José Dalle Laste:A boa terra de Salgado Filho, do queijo e do vinho

José Dalle Laste é um dos produtores que fazem comercialização na 16ª Festa do Vinho e do Queijo de Salgado Filho deste fim de semana. Sua história é semelhante à maioria das outras histórias: agricultor que veio do Sul, atraído pela boa terra do Paraná, ajudou a desbravar e construir esta região e daqui não pretende mais sair.
Sua propriedade, que é cortada pela antiga estrada Salgado Filho-Francisco Beltrão (antes do asfalto, que mudou o traçado), de 22 alqueires, é um capricho. Tanto pela estrutura e organização como pela diversificação. Além de vinho, ele produz leite, aves, suínos e outros produtos da roça. E dois de seus cinco filhos, já casados, permanecem trabalhando com ele.
José Dalle Laste nasceu em Carlos Barbosa (ainda pertencia a Garibaldi – RS), em 17 de agosto de 1937. Aos três anos, a família mudou para Itá (SC). Em 28 de maio de 1962, José casou com Lourdes Fantinelli e uma semana depois mudava para Salgado Filho, onde seu pai, Olindo, havia comprado, dos irmãos Arcelino e Arduíno Dávi, uma propriedade de nove alqueires. O pai acabou retornando para Santa Catarina, mas cinco, dos onze irmãos de José, também se estabeleceram em Salgado Filho: Jacó, Antônio, Lourenço, Nilo e Ana.
Os cinco filhos de José e Lourdes Dalle Laste – Elizete, Moacir, Adelar, Amarildo e Odair – já lhes deram oito netos.
A arte de fazer vinho ele aprendeu com os pais (Olindo e Júlia Spader Dalle Laste), que haviam aprendido com os avós (Jácomo Dalle Laste, pai de Olindo, veio da Itália).
Segunda-feira desta semana, enquanto chovia e esfriava, José Dalle Laste recebeu o Jornal de Beltrão em sua cantina, para esta reportagem.

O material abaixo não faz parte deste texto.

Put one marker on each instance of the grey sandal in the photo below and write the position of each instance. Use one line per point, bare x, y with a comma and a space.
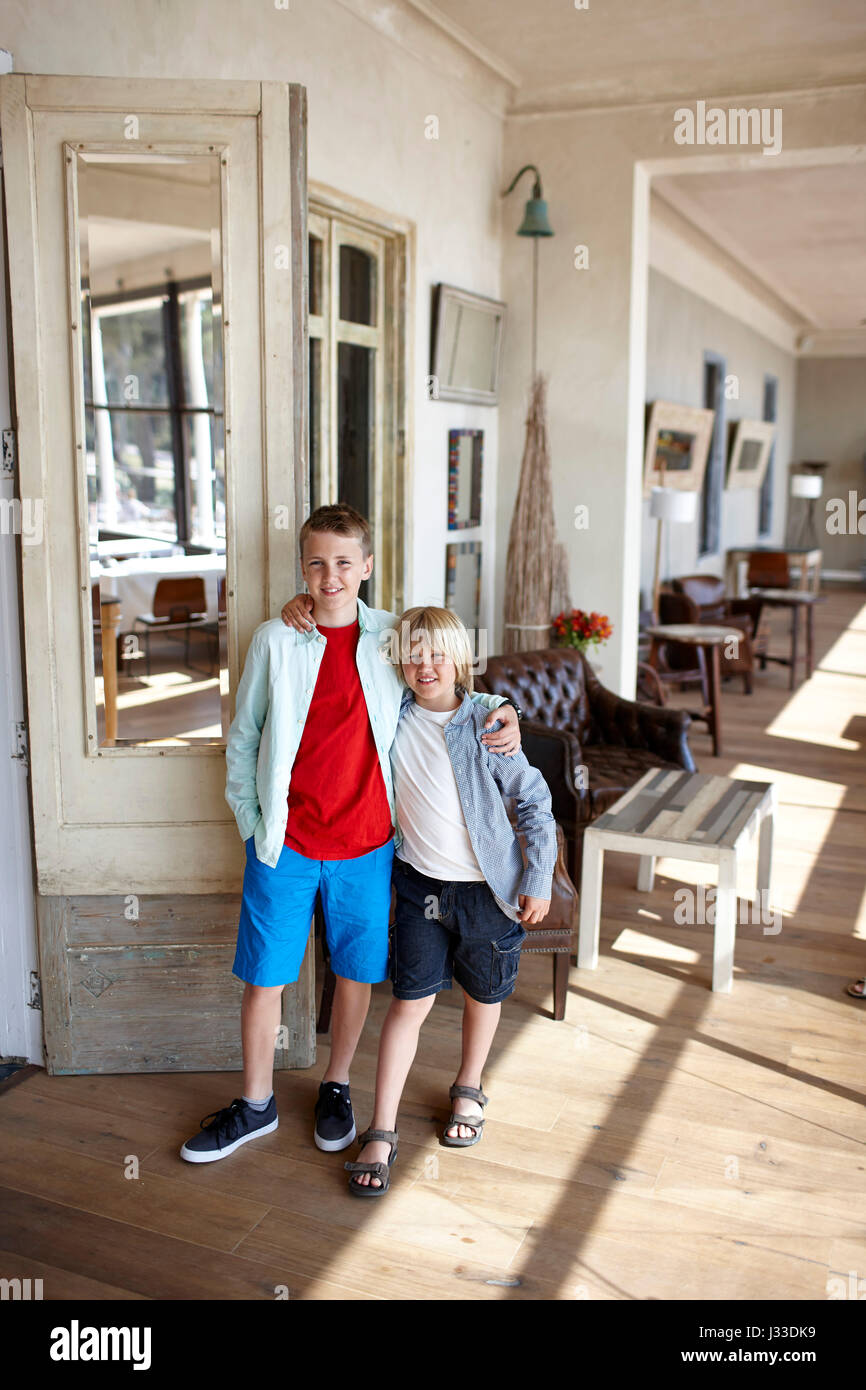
381, 1171
476, 1122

JdeB – O frio no inverno, pra uva é bom?
José – Pra uva, quanto mais frio melhor é. Antes de ela começar a brotar, porque depois que brota tem que esquentar pra ficar boa.

JdeB – Voltando bem atrás, quando o senhor começou a ajudar o seu pai fazer vinho, o que lembra?
José – Ah, eu me lembro que quando o meu pai fez o primeiro vinho, eu ajudava ele, era eu que esmagava o vinho com os pés. Que antigamente, todo mundo sabe, não tinha desengaçadeira, não tinha máquina nenhuma pra moer, e tinha que moer com os pés. E eu era o que  meu pai mais procurava pra moer.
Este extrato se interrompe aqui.